Il Sole 24 Ore, 23 marzo 2024

La novità inserita nella riforma dell’ordinamento lunedì al varo del governo apre un altro fronte di scontro alla vigilia della presentazione del Ddl sulla separazione delle carriere. Per i futuri magistrati obbligo di sottoporsi a un test psicoattitudinale. Alla fine, dopo lunga e tormentata riflessione, la novità è stata inserita nella riforma dell’ordinamento giudiziario che lunedì sarà all’esame del consiglio dei ministri. Si apre così un altro fronte di scontro con la magistratura alla vigilia oltretutto della annunciata presentazione, tra pochi giorni, del disegno di legge costituzionale sulla separazione delle carriere. Alla valutazione del Governo della Giustizia si era rimesso il Parlamento, con un duplice e identico parere di Camera e Senato.

Semplice valutazione però, formulata nei termini della assai meno stringente “osservazione”, a differenza della sollecitazione a rinviare l’entrata in vigore della riforma dei magistrati fuori ruolo (altro testo all’esame del consiglio di ministri di lunedì), espressa nei termini della più vincolante “condizione”. A essere state superate, ma è una decisione di natura tutta politica, sono state così le riserve, anche giuridiche, che a fine novembre contribuirono a impedire un blitz in quota Presidenza del consiglio per l’inserimento dei test nella riunione del consiglio dei ministri che approvò in prima lettura il decreto legislativo sull’ordinamento giudiziario. Allora venne fatto valere il mancato rispetto della norma delegata ai princìpi della legge delega, tema che potrebbe comunque fare finire la disposizione davanti alla Corte costituzionale.

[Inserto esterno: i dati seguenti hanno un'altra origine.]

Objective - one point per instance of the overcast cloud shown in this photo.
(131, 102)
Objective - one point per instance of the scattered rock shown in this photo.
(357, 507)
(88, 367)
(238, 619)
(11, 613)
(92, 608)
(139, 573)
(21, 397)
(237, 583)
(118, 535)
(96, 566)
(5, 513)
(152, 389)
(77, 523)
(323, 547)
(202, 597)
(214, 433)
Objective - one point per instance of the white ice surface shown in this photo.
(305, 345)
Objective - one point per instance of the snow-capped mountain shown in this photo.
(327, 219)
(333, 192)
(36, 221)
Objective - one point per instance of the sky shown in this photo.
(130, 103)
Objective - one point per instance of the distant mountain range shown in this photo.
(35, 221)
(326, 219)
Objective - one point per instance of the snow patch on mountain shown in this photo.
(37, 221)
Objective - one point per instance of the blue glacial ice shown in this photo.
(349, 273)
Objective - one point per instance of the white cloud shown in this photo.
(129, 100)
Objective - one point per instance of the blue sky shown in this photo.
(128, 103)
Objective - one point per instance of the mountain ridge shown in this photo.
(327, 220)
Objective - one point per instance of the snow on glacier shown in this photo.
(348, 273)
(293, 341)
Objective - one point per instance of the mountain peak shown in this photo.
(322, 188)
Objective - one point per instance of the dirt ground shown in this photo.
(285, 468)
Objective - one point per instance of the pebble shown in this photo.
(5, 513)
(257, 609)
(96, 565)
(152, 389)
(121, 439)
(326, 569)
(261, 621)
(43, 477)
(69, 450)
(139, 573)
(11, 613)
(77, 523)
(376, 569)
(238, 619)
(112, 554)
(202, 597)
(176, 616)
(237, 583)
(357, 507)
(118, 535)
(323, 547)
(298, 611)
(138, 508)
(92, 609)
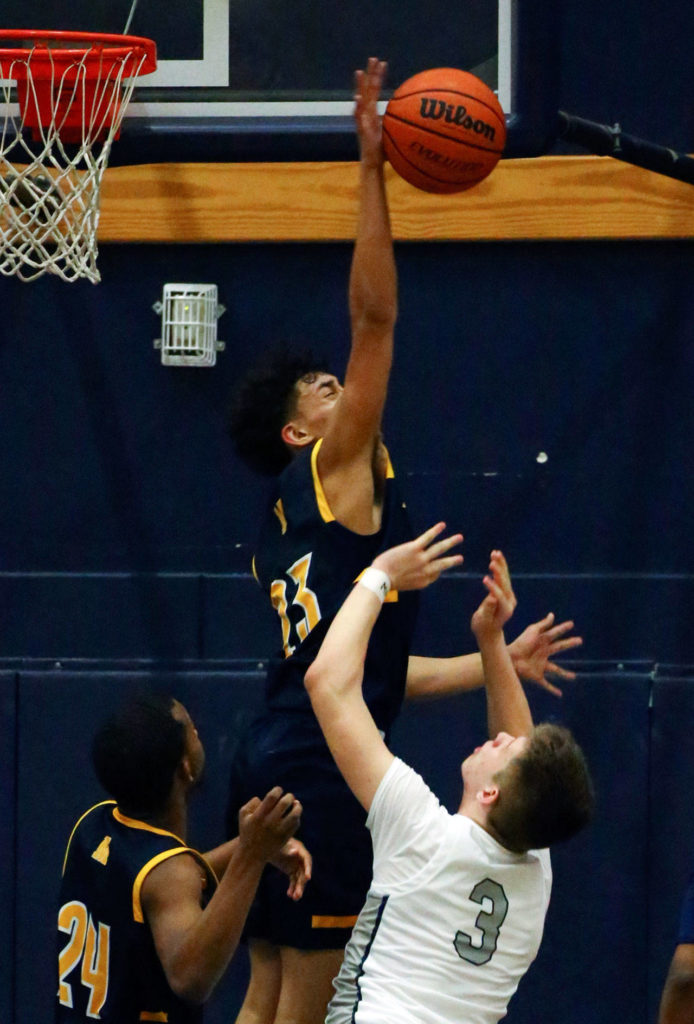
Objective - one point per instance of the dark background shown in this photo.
(127, 526)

Durissima era stata pochi giorni fa la reazione dell’Anm all’ipotesi di introduzione dei test, sottolineando lo “screening di massa” cui si intende sottoporre la magistratura, quando “l’equilibrio di un magistrato si misura sul campo, verificandone il lavoro concreto negli uffici giudiziari, le modalità di conduzione delle udienze, la capacità di confrontarsi con i colleghi, con la polizia giudiziaria, con il personale amministrativo, con gli avvocati”. Dove oltretutto, si aggiungeva, a venire allungati e complicati saranno anche i tempi di ingresso in magistratura, proprio quando il reclutamento di nuovi magistrati è un tema caldo in chiave Pnrr.

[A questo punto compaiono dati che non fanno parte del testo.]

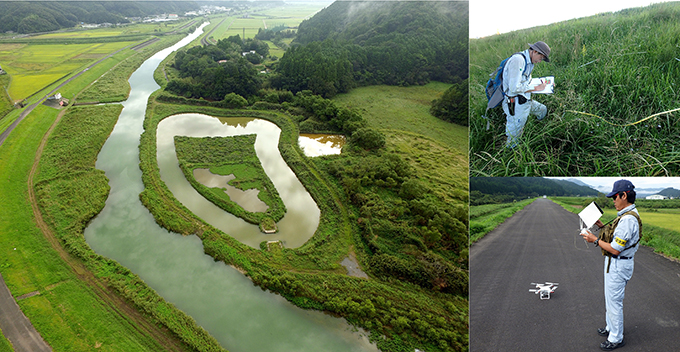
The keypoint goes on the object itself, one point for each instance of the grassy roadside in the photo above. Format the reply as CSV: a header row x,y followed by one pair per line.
x,y
5,345
485,218
6,104
406,109
657,232
80,135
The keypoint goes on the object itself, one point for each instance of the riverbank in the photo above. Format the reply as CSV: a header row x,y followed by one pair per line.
x,y
309,276
69,313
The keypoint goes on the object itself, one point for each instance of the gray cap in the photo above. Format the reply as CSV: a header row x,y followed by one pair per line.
x,y
542,48
621,186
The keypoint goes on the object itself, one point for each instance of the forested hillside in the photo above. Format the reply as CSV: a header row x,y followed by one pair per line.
x,y
44,16
670,192
353,43
214,71
485,190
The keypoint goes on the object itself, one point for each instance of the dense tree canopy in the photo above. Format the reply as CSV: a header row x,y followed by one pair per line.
x,y
213,71
395,43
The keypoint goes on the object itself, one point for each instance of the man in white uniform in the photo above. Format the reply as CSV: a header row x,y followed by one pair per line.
x,y
618,269
517,104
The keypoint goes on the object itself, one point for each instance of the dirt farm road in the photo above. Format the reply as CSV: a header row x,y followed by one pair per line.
x,y
541,243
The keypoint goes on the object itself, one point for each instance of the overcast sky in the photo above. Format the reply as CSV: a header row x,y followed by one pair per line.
x,y
606,183
488,17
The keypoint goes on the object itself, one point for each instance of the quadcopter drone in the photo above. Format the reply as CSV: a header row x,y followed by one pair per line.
x,y
544,289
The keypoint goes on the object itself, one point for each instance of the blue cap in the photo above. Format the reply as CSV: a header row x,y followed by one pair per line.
x,y
621,186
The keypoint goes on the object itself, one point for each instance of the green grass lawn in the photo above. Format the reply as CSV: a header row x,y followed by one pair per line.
x,y
488,217
380,105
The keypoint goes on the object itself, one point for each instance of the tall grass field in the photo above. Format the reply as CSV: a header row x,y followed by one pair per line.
x,y
660,227
612,71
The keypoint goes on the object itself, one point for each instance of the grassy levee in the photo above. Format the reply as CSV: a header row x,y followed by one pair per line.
x,y
68,315
485,218
659,230
113,86
5,345
621,67
76,309
67,169
398,314
6,104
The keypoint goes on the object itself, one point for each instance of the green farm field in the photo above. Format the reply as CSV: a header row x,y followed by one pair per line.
x,y
290,15
380,104
660,227
485,218
139,28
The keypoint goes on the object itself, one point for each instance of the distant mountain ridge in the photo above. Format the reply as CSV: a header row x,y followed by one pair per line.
x,y
529,186
44,16
670,192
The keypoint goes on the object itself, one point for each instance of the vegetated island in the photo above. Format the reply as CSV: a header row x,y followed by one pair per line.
x,y
231,156
389,201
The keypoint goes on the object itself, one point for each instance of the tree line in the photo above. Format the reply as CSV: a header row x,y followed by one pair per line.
x,y
367,43
214,71
486,190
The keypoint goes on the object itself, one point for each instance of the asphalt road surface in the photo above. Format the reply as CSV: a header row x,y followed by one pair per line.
x,y
16,327
541,243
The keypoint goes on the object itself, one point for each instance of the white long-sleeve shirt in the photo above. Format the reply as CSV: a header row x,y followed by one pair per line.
x,y
515,77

Più sfumata pare essere invece l’ipotesi elaborata per “rimpolpare” il fascicolo del magistrato, elemento assai significativo nel percorso di valutazione di professionalità del magistrato. Se la versione approvata in prima lettura prevedeva un inserimento dei provvedimenti ascrivibili alla singola toga solo “a campione”, quella finale ne prevede l’arricchimento con altri provvedimento considerati “a richiesta” significativi.

Adottata infine la richiesta parlamentare più pressante, che rinvia al 2026 il debutto della riduzione (già contestata quanto a consistenza) del numero di magistrati collocati fuori ruolo nelle diverse amministrazioni e organi costituzionali. Troppo pesante l’impatto in una fase di particolare stress per la pubblica amministrazione per la necessità di raggiungere gli obiettivi concordati con l’Europa nel Pnrr.